Have Dog - Will Travel
There is nothing I like better than going for a ride with my mom or dad. They each have big trucks and when I am sitting in the front seat, I can see everything.
Both mom and dad have several rules I have to follow and even though I would like not to follow them, I know they are for my own safety.
Rule number one is I have to wear a special doggy harness that keeps me secure in the seat. Should something happen, like an accident, I would not squash my mom or dad (I am a pretty big dog) or get myself tossed around.
Rule number two is “no head out the window.” I don’t mind that too much as mom or dad keeps the air conditioner on during our hot Florida days. However, I sure would love to have my head out the window and enjoy the wind in my face, but mom has given me the straight scoop on why I am not allowed to do that. It seems that gravel from the road or bugs flying around can get into my eyes and could cause me much pain. Plus with automatic windows, it is possible for someone to hit a button by mistake and a sudden window closing could choke me.
Rule number three is no riding in the back of the truck. I always thought that would be such fun, I could bark at people, and move around a lot. But, mom says it is very dangerous as I could fall out and get hurt. She says that even if I had a leash on and it was tethered, bad things could happen. She told me about a dog that she saw once who had a leash on and fell out of the truck it was riding in. The poor dog was dragged for a long time before its owner realized what happened and unfortunately it died. Mom says the only way to travel in the back of a truck is in a secured crate.

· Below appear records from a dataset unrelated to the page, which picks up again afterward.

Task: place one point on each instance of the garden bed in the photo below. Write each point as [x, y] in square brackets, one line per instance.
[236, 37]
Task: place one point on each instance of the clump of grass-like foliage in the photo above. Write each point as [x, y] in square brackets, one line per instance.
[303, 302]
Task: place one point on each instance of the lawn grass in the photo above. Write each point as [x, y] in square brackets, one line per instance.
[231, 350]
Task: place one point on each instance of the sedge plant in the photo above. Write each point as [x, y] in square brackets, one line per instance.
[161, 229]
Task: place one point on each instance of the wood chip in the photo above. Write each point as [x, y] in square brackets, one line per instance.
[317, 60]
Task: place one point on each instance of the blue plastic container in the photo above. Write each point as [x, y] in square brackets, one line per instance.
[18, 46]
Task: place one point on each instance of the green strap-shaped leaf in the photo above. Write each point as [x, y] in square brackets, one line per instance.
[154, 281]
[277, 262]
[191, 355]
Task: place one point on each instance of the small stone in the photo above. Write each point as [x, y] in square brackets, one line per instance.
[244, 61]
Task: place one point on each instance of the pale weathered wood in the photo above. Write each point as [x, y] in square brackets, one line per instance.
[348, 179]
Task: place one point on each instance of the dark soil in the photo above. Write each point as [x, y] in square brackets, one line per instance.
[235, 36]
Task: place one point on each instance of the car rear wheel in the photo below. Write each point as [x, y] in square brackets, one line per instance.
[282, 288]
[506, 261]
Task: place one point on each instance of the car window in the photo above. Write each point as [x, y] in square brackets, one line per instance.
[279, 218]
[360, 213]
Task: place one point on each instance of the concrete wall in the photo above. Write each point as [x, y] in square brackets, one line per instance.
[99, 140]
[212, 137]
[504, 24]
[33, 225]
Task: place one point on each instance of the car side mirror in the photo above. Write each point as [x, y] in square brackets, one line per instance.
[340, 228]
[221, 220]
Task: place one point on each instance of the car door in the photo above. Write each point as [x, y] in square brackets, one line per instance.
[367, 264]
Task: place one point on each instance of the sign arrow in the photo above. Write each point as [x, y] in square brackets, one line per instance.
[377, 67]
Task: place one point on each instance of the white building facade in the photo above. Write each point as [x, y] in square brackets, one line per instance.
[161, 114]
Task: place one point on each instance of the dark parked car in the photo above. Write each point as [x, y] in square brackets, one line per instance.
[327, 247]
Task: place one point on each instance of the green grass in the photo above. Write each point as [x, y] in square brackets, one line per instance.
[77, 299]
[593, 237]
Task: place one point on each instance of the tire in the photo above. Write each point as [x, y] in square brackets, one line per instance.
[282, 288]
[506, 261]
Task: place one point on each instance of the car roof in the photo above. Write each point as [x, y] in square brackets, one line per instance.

Mom also says, that there are dogs with timid tummies, and some that are scared to ride in cars and trucks. She says that you should treat these dogs with care and slowly show them that a trip in the car is fun.
With scared dogs, mom says, slowly introduce them to the car, without the car running and offer a few treats to show them, there is nothing to be afraid of. Once you get your dog feeling more comfortable, you can start the engine and just sit with the car/truck running to let the dog get used to the sound. The next step would be to back in and out of the driveway and then take a short trip around the block, always giving treats and making the trip enjoyable.
For the timid tummy part, mom says to talk to your veterinarian about using an anxiety drug to calm the dog down. Again treats will help, only you have to be careful on the kind and amount, as you do not want the dog to throw up in your car/truck. Once you get your dog to relax, you can start to slowly remove the drug use and still keep up with a few treats until your dog starts to enjoy the ride.
Mom says that small dogs can become weapons if left loose in the car, as they can crawl under your feet and create all kinds of problems between your feet, the gas, and brake pedals. Small dogs are best in a crate or attached to a “doggy seat belt.”
I love riding with my parents, and mom has taught me what she calls proper “truck riding behavior.” I know what “jump” or “in” means, I do “sit” properly and when we arrive at where we are going I know that “come” or “down” means I can get out. She says knowing these commands makes me a “good traveling dog” and keeps me safe.
I hope article helps you with your dog and that you have learned a few safety tips that will help keep you and your dog safe.